En 2017 en France la TVA a rapporté 189 milliards (52% des recettes fiscales de l’État, d’un total de 361 milliards), l’impôt sur le revenu 78 milliards (21% du total), l’impôt sur les sociétés 66 milliards (18%). Les autres recettes fiscales de l’État sont faibles. 43% des foyers fiscaux s’acquittent de l’impôt sur le revenu. La fiscalité au profit des collectivités territoriales a rapporté 112 milliards. La CSG, qui n’est pas considérée comme un impôt de l’État et qui frappe tous les revenus sans progressivité, a rapporté 99 milliards.

À titre de comparaison, voici les chiffres des dépenses de protection sociale 2016 que la Direction de la recherche, des études, de l’évaluation et des statistiques du Ministère des Solidarités et de la Santé (DREES) a publiés cette année : 759,5 Mds€ de dépenses pour 755,6 Mds€ de recettes qui se composent de cotisations (461,8 Mds€), impôts et taxes (184,9 Mds€), dotations et autres ressources (108,9 Mds€).
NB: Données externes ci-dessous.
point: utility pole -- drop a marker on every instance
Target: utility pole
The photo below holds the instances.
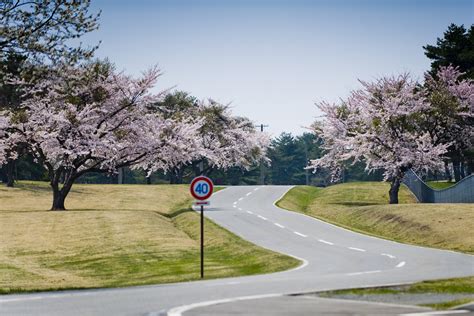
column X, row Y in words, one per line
column 262, row 168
Les 714 Mds€ de prestations (le reste des dépenses concerne les coûts de fonctionnement du système et les frais financiers) se décomposent ainsi :

Prestations de santé 249,9 Mds€
Prestations liées à l’emploi 44,8 Mds€
Dépenses contre la pauvreté et l’exclusion sociale 21,3 Mds€
Prestations « vieillesse-survie » 325 Mds€
Dépenses liées à la famille 54,6 Mds€

Mon correspondant sur Twitter Michel Louis Lévy @MLLvy ajoute : « L’informatisation , et aujourd’hui le prélèvement à la source, devraient conduire à remettre à plat le total IR + CSG - allocations familiales selon le revenu du ménage (et non de l’individu) et la configuration familiale. »

Démagogie française

En fait, le public est très mal informé des dispositifs fiscaux auxquels il est soumis, dont il faut bien admettre qu’ils ne sont pas faciles à comprendre, et cette déficience d’information fait le lit de politiciens démagogues, surtout lorsqu’ils sont dans l’opposition.

La tradition politique de notre pays, avec laquelle le gouvernement actuel tente de rompre (non sans une certaine maladresse), consiste à répondre à toute revendication, fondée ou infondée, par une dépense populaire, qui sera financée en coulisse par des moyens inavouables : c’est ce que l’on appelle en France une « politique sociale ». Pendant des décennies, ces méthodes de financement reposaient sur la dévaluation et l’inflation, peu visibles mais très délétères parce qu’elles assèchent l’investissement et donc la production et l’emploi. L’Union européenne et la zone Euro rendent ces procédés impossibles, alors on recourt à la dette, très dangereuse parce qu’elle constitue une épée de Damoclès que toute crise financière internationale peut faire tomber, et très immorale parce qu’elle condamne nos enfants et nos petits-enfants à financer notre niveau de vie actuel. Je serai mort depuis vingt ans que des contribuables pas encore nés continueront à payer ma retraite, pour le dire de façon crue.

Il n’empêche que toute tentative de rompre avec ces politiques misérables et dangereuses soulève la colère populaire.